- Born: March 16, 1866 Memphis, Tennessee, U.S.
- Died: January 2, 1965 (aged 98) Nashville, Tennessee, U.S.
- Education: Vanderbilt University
- Occupations: Lawyer, politician
- Political party: Democratic
- Spouse: Mary Robina Armistead
- Children: 4
- Relatives: Edgar E. Rand (son-in-law)

= J. Washington Moore =

American politician

J. Washington Moore (March 16, 1866 – January 2, 1965) was an American fraternity president, lawyer and politician. He served as the Eminent Supreme Archon (President) of Sigma Alpha Epsilon from 1891 to 1894. He was a member of the Tennessee House of Representatives in 1903. He served as the City Attorney for Nashville, Tennessee in the 1930s. He served as United States Commissioner from 1942 to 1963.

==Early life==
Moore was born on March 16, 1866, in Collierville, Tennessee near Memphis.

Moore graduated from Vanderbilt University, where he received a bachelor of arts degree in 1890 and a bachelor of laws degree 1891. At Vanderbilt, he joined the Sigma Alpha Epsilon (SAE) fraternity and the Dialectic Society.
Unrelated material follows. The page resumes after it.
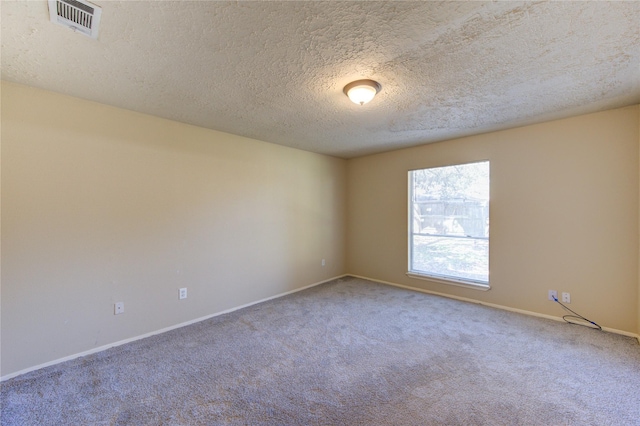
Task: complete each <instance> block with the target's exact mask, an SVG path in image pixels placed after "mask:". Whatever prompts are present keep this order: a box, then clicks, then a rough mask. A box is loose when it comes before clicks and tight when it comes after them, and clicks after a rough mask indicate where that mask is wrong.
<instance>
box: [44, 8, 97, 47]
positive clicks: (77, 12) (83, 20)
mask: <svg viewBox="0 0 640 426" xmlns="http://www.w3.org/2000/svg"><path fill="white" fill-rule="evenodd" d="M101 15H102V9H101V8H100V7H99V6H96V5H94V4H91V3H89V2H86V1H80V0H49V16H50V17H51V22H53V23H56V24H60V25H64V26H65V27H67V28H71V29H72V30H73V31H76V32H79V33H82V34H84V35H87V36H89V37H91V38H94V39H96V38H98V26H99V24H100V16H101Z"/></svg>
In an 1888 contest, he argument against the right to vote for women, suggesting they did not want to vote. He served as the Eminent Supreme Archon of SAE from 1891 to 1894.

==Career==
Moore started his career as an attorney in Nashville in the late 1890s.

Moore joined the Democratic Party. He served as a member of the Tennessee House of Representatives in 1903. He nominated Austin Peay to become Speaker of the House. Moore was a proponent of labor unions, arguing, "What is called the labor movement is only a part of the larger movement toward human freedom."

Moore was appointed as Assistant Attorney General of the Tenth Judicial Circuit of Tennessee in 1910. He served as the Nashville City Attorney in the 1930s. When a black physician was elected to the city council and a ballot box was stolen, Moore suggested he was "unfamiliar with the law and procedure regarding such a theft," even though this had happened before. Meanwhile, Moore was elected as a member of the Nashville Bar Association in 1942. He served as United States Commissioner from 1942 to 1963. In this capacity, he arrested William L. Brown, a marijuana dealer with connections in Columbus, Ohio and Chicago who sold the drug to black musicians; Moore called him "the king of Nashville reefer dealers."

Moore was a member of the Tribe of Ben-Hur, the Modern Woodmen of America, the Royal Arcanum and the Dramatic Order of the Knights of Khorassan of the Knights of Pythias.

==Personal life==
Moore married Mary Robina Armistead in 1892. They resided on South Avenue in East Nashville. They had two sons (J. Washington Moore, Jr. and William Armistead Moore) and two daughters (Mary and Sarah). One of their daughters, Sarah Frances, who married Edgar E. Rand, the President of the International Shoe Company; the couple divorced in 1951.

Moore smoked a cigar a day. He attended the West End United Methodist Church in Nashville.

==Death==
Moore died on January 2, 1965, in Nashville, at the age of ninety-seven. By the time of his death, he was "the oldest member" of SAE.